Ayat ini ditujukan kepada Nabi Muhammad SAW sebagai pemimpin umat saat itu, menunjukkan bahwa mekanisme pengambilan dan distribusi zakat adalah urusan resmi negara yang dipimpin oleh otoritas yang sah. Ini menegaskan bahwa zakat bukan sekadar sedekah sukarela, melainkan sebuah sistem wajib yang dikelola dengan pengawasan.
Poin kedua yang sangat menyentuh dalam ayat 103 adalah perintah kepada Rasulullah SAW untuk mendoakan para pemberi zakat tersebut: "Dan berdoalah untuk mereka. Sesungguhnya doa kamu itu (menjadi) ketenteraman bagi mereka."
Doa Nabi adalah doa yang mustajab. Ketika seorang pemimpin atau representasi umat mendoakan para muzakki (pembayar zakat), doa tersebut membawa ketenangan (sakan) dan keberkahan. Ketenangan ini bukan hanya jaminan duniawi, tetapi juga jaminan spiritual bahwa pengorbanan mereka diterima dan dicatat di sisi Allah. Hal ini menunjukkan betapa mulianya posisi orang yang menunaikan hak orang lain dengan ikhlas.
Bagi penerima zakat, doa dari pihak yang berwenang (atau bahkan sesama Muslim yang tulus) memberikan validasi bahwa bantuan yang mereka terima adalah bagian dari mekanisme sosial yang adil, mengurangi rasa rendah diri dan meningkatkan optimisme mereka.
Ayat ditutup dengan penegasan sifat Allah: Wallahu Samii'un 'Aliim (Dan Allah Maha Mendengar lagi Maha Mengetahui).
Ini berfungsi sebagai penutup yang menguatkan motivasi. Allah mengetahui segala niat yang tersembunyi. Dia mendengar pengakuan hati saat mengeluarkan harta, dan Dia mengetahui kondisi serta kebutuhan para penerima. Tidak ada transaksi spiritual yang luput dari pengawasan-Nya. Hal ini mendorong umat Islam untuk melaksanakan kewajiban ini dengan ketulusan penuh, karena perhitungan akhir hanya akan melibatkan hubungan mereka dengan Sang Pencipta.

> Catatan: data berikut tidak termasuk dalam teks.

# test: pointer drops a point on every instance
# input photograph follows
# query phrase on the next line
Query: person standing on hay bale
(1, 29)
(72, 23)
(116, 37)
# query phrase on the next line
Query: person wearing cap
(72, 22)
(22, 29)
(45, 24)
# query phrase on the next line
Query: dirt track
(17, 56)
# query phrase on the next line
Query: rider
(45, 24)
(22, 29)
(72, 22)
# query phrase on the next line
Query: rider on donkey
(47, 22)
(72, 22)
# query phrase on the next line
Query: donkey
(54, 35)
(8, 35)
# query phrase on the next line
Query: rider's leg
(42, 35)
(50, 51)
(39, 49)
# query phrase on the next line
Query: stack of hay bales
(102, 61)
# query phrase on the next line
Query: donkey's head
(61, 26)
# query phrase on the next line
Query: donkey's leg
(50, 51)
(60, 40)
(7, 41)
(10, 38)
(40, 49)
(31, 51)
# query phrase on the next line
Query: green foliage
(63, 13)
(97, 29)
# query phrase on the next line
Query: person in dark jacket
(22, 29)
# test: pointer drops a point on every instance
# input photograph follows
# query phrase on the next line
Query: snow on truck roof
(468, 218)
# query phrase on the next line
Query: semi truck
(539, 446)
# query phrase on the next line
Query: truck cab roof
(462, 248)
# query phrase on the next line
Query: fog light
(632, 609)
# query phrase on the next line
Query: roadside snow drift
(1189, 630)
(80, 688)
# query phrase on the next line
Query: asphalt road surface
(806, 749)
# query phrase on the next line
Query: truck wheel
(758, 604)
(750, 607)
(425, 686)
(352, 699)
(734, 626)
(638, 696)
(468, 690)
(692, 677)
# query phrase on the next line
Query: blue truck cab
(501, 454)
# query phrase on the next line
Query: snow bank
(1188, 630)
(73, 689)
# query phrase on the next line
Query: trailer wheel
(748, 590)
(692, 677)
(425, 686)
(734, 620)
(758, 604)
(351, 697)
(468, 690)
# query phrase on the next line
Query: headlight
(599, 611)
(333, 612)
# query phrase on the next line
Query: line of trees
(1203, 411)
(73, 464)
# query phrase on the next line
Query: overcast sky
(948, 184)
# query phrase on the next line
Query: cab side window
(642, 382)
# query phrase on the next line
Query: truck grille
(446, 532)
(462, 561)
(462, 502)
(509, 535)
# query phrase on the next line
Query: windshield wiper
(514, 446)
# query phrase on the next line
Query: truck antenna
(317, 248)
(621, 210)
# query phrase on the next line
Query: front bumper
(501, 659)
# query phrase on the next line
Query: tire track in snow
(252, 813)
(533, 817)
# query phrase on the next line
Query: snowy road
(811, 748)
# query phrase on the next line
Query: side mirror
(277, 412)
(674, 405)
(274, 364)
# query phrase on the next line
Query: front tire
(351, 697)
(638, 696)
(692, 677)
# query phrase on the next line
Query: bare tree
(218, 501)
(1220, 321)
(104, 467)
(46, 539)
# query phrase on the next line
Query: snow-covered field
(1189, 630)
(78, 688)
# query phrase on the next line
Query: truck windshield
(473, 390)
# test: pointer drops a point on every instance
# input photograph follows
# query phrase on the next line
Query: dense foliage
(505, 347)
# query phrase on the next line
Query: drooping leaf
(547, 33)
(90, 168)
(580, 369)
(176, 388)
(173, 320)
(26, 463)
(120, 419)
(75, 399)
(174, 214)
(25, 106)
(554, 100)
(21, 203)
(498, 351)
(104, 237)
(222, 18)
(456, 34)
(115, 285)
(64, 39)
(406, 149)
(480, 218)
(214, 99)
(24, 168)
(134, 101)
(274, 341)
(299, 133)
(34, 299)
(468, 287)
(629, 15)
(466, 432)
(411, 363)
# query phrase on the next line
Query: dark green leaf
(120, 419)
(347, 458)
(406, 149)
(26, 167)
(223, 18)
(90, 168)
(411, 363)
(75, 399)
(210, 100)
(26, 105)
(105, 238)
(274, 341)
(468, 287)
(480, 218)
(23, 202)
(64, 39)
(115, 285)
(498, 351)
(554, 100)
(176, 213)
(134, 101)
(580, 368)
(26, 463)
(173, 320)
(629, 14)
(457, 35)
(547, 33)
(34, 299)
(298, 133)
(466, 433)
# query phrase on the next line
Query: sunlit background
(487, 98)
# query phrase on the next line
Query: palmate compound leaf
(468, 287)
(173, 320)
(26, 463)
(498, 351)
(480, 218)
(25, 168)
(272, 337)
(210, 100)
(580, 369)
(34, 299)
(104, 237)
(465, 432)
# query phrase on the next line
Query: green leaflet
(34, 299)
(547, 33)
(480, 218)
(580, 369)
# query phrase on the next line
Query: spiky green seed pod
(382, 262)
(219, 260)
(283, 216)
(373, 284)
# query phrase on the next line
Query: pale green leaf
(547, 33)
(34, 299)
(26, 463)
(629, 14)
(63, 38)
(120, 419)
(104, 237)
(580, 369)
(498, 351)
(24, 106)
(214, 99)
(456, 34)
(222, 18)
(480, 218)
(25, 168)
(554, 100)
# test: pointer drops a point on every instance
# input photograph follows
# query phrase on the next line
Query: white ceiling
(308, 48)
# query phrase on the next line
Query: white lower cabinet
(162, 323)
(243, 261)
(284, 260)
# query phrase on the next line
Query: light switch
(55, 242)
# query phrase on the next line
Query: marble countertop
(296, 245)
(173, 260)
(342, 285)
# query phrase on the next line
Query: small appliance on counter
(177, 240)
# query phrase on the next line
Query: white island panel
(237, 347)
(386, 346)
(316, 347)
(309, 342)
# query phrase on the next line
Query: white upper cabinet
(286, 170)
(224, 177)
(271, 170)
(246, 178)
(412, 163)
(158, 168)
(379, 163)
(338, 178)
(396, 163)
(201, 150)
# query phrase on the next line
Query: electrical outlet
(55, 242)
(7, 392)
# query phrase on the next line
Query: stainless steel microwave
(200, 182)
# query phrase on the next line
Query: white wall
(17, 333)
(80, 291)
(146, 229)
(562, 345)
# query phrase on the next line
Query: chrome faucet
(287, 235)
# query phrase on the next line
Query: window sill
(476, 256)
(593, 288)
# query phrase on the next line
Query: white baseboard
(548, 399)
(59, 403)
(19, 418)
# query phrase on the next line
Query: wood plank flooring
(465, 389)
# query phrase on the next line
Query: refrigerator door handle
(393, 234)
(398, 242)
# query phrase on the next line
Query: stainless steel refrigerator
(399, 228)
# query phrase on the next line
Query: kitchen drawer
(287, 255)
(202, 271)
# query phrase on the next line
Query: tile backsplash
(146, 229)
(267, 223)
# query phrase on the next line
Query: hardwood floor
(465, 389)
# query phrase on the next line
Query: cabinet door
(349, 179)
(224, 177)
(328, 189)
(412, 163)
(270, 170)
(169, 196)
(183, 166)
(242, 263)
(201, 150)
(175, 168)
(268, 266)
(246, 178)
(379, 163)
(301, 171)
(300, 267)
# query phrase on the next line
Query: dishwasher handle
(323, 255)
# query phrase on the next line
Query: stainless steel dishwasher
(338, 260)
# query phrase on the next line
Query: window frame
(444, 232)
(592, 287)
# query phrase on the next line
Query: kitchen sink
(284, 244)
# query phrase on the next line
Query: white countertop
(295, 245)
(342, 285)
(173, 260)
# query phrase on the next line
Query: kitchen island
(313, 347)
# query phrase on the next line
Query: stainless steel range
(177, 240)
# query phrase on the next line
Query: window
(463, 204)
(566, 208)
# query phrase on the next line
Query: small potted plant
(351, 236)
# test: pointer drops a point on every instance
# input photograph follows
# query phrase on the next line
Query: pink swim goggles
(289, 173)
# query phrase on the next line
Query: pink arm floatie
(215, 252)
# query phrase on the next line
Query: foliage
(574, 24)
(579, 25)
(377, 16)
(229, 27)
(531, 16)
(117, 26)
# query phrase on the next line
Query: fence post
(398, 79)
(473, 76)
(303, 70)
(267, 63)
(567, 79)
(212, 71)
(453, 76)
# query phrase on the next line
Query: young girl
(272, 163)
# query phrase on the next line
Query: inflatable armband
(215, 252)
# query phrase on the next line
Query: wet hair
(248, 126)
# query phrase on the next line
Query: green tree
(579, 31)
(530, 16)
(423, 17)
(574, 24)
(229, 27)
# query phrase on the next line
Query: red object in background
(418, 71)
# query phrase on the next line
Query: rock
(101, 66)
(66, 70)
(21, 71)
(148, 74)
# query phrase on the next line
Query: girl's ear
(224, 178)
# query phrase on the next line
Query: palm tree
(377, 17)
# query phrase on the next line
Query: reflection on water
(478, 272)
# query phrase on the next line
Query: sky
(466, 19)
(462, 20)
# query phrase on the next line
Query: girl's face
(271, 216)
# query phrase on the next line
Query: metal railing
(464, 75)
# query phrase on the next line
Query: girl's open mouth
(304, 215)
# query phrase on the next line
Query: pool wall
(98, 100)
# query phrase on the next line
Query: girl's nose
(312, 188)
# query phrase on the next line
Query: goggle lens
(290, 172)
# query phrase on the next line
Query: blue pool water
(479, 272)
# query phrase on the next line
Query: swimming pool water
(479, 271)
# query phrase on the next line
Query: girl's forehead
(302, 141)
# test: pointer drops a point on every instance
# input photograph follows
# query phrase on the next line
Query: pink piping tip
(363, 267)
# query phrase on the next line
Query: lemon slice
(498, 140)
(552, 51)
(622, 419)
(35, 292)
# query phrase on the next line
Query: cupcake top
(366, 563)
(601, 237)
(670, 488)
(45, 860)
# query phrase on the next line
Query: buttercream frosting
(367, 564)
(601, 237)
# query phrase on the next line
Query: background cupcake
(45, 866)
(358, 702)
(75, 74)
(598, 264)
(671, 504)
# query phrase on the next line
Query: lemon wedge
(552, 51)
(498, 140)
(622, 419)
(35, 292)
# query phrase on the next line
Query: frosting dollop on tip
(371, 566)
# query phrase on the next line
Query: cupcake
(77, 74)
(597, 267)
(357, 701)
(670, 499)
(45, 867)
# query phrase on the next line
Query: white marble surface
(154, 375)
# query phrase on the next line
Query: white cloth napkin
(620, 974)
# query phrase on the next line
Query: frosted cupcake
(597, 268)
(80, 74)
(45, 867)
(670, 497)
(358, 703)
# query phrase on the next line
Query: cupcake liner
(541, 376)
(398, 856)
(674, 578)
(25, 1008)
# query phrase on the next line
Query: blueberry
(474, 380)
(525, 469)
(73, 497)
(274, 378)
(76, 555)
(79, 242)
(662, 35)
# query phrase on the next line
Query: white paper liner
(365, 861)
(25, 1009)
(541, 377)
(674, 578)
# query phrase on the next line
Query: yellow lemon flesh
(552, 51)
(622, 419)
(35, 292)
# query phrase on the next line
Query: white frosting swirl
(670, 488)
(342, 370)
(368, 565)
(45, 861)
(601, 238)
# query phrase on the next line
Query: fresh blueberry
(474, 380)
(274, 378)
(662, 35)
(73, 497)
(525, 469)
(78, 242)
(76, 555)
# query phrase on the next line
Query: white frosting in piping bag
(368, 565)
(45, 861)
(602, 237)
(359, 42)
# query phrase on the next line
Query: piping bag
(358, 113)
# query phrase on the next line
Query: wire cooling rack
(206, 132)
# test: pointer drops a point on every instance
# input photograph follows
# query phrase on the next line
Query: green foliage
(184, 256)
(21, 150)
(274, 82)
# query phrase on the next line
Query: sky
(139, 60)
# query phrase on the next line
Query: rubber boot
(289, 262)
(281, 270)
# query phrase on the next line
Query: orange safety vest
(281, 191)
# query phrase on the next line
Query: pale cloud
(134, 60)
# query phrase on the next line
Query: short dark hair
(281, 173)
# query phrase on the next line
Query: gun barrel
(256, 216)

Secara keseluruhan, Surat At-Taubah ayat 103 adalah instruksi komprehensif tentang ritual ekonomi dalam Islam. Ia memerintahkan pengambilan harta (zakat), menjelaskan tujuannya (penyucian), menetapkan tindakan pendukung (doa), dan menutupnya dengan pengingat akan pengawasan ilahi yang absolut. Memahami ayat ini berarti memahami bahwa zakat adalah ibadah yang membersihkan harta, menyucikan jiwa, dan mempererat tali persaudaraan dalam masyarakat Muslim.